Hint: We know that zinc belongs to the d-block of the periodic table. Zinc exists in $ + 2$ oxidation state as a ${\text{Z}}{{\text{n}}^{2 + }}$ion. ${\text{HN}}{{\text{O}}_{\text{3}}}$ i.e. nitric acid is a strong oxidising agent. Depending on its concentration, nitric acid is dilute or concentrated. In reaction with zinc, nitric acid gives nitrogenous compounds of ammonia.

Complete answer:
We know that zinc belongs to the d-block of the periodic table. Zinc exists in $ + 2$ oxidation state as a ${\text{Z}}{{\text{n}}^{2 + }}$ion. ${\text{HN}}{{\text{O}}_{\text{3}}}$ i.e. nitric acid is a strong oxidising agent. Depending on its concentration, nitric acid is dilute or concentrated. In reaction with zinc, nitric acid gives nitrogenous compounds of ammonia.
When zinc metal reacts with nitric acid, the reaction produces hydrogen gas. This hydrogen gas is immediately oxidised to water. The reactions are as follows:
${\text{Z}}{{\text{n}}_{\left( {\text{s}} \right)}} + {\text{2HN}}{{\text{O}}_{{\text{3}}\left( {{\text{aq}}} \right)}} \to {\text{Zn}}{\left( {{\text{N}}{{\text{O}}_{\text{3}}}} \right)_{{\text{2}}\left( {{\text{aq}}} \right)}} + {{\text{H}}_{{\text{2}}\left( {\text{g}} \right)}}$
${{\text{H}}_{{\text{2}}\left( {\text{g}} \right)}} \to {\text{2H}}_{\left( {{\text{aq}}} \right)}^ + + {\text{2}}{{\text{e}}^ - }$
Simultaneously nitric acid is reduced to ammonia. More dilute the nitric acid more is its reduction. The reaction is as follows:
${\text{HN}}{{\text{O}}_{{\text{3}}\left( {{\text{aq}}} \right)}} + {{4 \times }}\left( {{\text{2H}}_{\left( {{\text{aq}}} \right)}^ + + {\text{2}}{{\text{e}}^ - }} \right) \to {\text{N}}{{\text{H}}_{{\text{3}}\left( {{\text{aq}}} \right)}} + {\text{3}}{{\text{H}}_{\text{2}}}{{\text{O}}_{\left( {\text{l}} \right)}}$
Nitrogen is thus reduced from $ + 5$ oxidation state to $ - 3$ oxidation state.

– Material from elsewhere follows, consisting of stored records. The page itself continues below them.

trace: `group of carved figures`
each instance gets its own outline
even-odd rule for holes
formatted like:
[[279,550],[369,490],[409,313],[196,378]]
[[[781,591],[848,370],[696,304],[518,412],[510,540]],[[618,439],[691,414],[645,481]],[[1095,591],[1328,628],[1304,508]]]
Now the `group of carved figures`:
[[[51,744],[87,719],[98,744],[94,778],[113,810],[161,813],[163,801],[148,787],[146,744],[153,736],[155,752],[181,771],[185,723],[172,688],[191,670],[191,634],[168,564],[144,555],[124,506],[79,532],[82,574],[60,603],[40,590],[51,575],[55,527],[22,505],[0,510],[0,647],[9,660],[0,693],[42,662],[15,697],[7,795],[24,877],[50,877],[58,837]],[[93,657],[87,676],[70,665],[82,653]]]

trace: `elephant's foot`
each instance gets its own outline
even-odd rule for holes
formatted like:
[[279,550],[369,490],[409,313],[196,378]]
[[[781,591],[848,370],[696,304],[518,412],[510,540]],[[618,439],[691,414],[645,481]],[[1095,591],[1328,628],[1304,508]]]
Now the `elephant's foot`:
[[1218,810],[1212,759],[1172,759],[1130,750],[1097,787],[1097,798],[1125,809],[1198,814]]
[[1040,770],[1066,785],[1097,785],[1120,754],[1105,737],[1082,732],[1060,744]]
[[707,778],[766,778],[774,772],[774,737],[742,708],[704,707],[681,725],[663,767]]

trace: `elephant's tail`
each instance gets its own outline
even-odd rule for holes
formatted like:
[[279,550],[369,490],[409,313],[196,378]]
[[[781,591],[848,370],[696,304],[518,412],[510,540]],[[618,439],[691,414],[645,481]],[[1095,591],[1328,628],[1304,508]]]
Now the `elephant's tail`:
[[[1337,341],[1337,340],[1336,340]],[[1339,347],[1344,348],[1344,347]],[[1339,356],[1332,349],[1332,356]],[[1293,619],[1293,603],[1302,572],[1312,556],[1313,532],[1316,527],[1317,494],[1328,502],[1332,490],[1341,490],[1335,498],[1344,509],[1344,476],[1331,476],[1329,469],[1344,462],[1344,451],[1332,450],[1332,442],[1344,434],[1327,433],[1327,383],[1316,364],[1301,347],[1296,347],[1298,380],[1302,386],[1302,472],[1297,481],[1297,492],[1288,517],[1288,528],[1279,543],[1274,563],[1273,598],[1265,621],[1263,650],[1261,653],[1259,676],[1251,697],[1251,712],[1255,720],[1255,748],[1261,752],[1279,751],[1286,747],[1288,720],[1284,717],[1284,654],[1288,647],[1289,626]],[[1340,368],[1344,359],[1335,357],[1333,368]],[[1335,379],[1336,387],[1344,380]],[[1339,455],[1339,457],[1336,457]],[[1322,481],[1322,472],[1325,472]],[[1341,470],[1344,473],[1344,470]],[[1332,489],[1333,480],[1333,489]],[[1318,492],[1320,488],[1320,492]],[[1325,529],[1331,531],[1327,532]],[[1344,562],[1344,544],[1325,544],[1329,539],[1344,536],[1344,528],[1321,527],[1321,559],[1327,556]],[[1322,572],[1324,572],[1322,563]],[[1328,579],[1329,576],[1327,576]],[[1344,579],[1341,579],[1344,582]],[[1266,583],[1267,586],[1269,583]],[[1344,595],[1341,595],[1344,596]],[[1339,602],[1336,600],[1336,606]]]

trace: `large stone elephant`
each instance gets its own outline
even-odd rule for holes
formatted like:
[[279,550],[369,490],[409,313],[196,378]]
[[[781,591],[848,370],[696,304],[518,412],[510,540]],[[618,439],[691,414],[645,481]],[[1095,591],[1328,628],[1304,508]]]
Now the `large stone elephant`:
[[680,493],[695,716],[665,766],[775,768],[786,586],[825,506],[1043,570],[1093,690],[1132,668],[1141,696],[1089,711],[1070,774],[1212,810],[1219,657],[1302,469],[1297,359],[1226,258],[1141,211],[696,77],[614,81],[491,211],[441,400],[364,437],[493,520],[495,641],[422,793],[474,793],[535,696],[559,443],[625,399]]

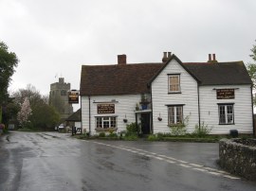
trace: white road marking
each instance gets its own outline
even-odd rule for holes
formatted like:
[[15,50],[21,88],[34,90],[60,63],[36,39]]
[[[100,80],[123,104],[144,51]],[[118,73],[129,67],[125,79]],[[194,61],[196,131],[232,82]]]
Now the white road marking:
[[[90,141],[85,141],[85,142],[90,142]],[[96,142],[96,141],[93,141],[92,143],[95,143],[95,144],[98,144],[98,145],[103,145],[103,146],[106,146],[106,147],[115,148],[119,148],[119,149],[122,149],[122,150],[126,150],[128,152],[139,154],[139,155],[149,157],[149,158],[154,158],[154,159],[156,159],[156,160],[159,160],[159,161],[164,161],[164,162],[167,162],[167,163],[170,163],[170,164],[174,164],[176,165],[186,167],[186,168],[191,168],[192,170],[197,170],[197,171],[200,171],[200,172],[204,172],[204,173],[208,173],[208,174],[211,174],[211,175],[215,175],[215,176],[221,176],[221,177],[225,177],[225,178],[228,178],[228,179],[240,180],[240,178],[234,177],[234,176],[230,175],[229,173],[225,172],[223,170],[218,170],[218,169],[204,166],[204,165],[201,165],[189,163],[189,162],[179,160],[179,159],[175,159],[175,158],[173,158],[173,157],[169,157],[169,156],[166,156],[166,155],[157,154],[155,152],[150,152],[150,151],[143,150],[143,149],[137,148],[128,148],[128,147],[125,147],[125,146],[111,146],[111,145],[108,145],[108,144],[103,144],[103,143]]]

The acid then neutralizes ammonia to ammonium nitrate. The reaction is as follows:
${\text{N}}{{\text{H}}_{{\text{3}}\left( {{\text{aq}}} \right)}} + {\text{HN}}{{\text{O}}_{{\text{3}}\left( {{\text{aq}}} \right)}} \to {\text{N}}{{\text{H}}_{\text{4}}}{\text{N}}{{\text{O}}_{{\text{3}}\left( {{\text{aq}}} \right)}}$
Putting all the reactions together we get the reaction as follows:
${\text{4Z}}{{\text{n}}_{\left( {\text{s}} \right)}} + {\text{10HN}}{{\text{O}}_{{\text{3}}\left( {{\text{aq}}} \right)}} \to {\text{4Zn}}{\left( {{\text{N}}{{\text{O}}_{\text{3}}}} \right)_{{\text{2}}\left( {{\text{aq}}} \right)}} + {\text{N}}{{\text{H}}_{\text{4}}}{\text{N}}{{\text{O}}_{{\text{3}}\left( {{\text{aq}}} \right)}} + {\text{3}}{{\text{H}}_{\text{2}}}{{\text{O}}_{\left( {\text{l}} \right)}}$
Thus, we get ${\text{N}}{{\text{H}}_{\text{4}}}{\text{N}}{{\text{O}}_{\text{3}}}$ when reacting very dilute ${\text{HN}}{{\text{O}}_{\text{3}}}$ with ${\text{Zn}}$.

Note: The reaction of nitric acid with zinc is different depending on the reaction conditions:
Warm and dilute ${\text{HN}}{{\text{O}}_{\text{3}}}$ with ${\text{Zn}}$ gives zinc nitrate and nitrous oxide.
Cold and very dilute ${\text{HN}}{{\text{O}}_{\text{3}}}$ with ${\text{Zn}}$ gives zinc nitrate and ammonium nitrate.
Hot and concentrated ${\text{HN}}{{\text{O}}_{\text{3}}}$ with ${\text{Zn}}$ gives zinc nitrate and nitric oxide.